# Introduction to NLP Library: Spacy in Python

Uzair Adamjee, https://medium.com/analytics-vidhya/introduction-to-nlp-library-spacy-in-python-a98cf344eb6d

The **spaCy** package https://spacy.io/



**Natural Language Processing (NLP)** allows computers and machines to perform task like read and understanding human language.
One of the major challenge we faced when working with textual data or understanding languages is extracting those patterns which are meaningful and used the information to find actionable insights.

In today’s post we will explore NLP library that can help us in finding patterns in text data.

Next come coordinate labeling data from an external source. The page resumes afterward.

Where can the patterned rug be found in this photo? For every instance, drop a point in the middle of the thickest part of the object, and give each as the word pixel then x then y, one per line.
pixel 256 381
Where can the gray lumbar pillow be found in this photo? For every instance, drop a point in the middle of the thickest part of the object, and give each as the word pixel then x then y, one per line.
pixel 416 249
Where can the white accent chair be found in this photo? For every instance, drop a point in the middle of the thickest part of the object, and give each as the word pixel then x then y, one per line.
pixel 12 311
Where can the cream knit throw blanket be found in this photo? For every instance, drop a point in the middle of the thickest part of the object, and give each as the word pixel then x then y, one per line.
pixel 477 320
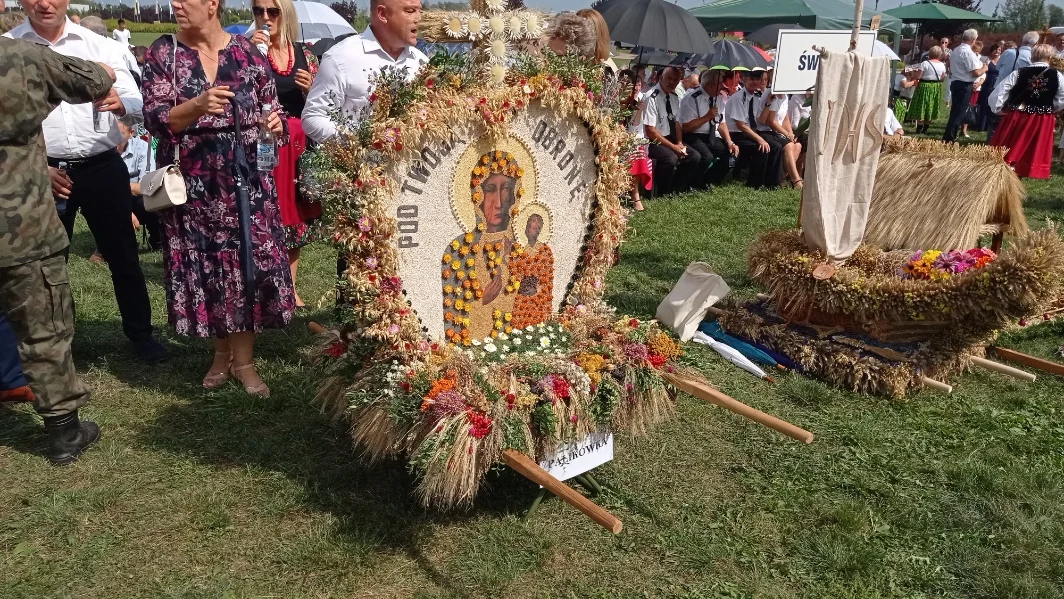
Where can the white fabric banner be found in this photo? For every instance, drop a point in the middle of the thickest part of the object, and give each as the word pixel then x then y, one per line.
pixel 845 137
pixel 797 63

**spaCy** is one of the popular and easy-to-use natural language processing library in Python. It helps in building applications that can process and get insights from large volumes of text. It can be used in task related to information extraction or natural language understanding systems, deep learning etc. Companies like Airbnb, Quora, Uber are using this for production purposes and it has an active open source community.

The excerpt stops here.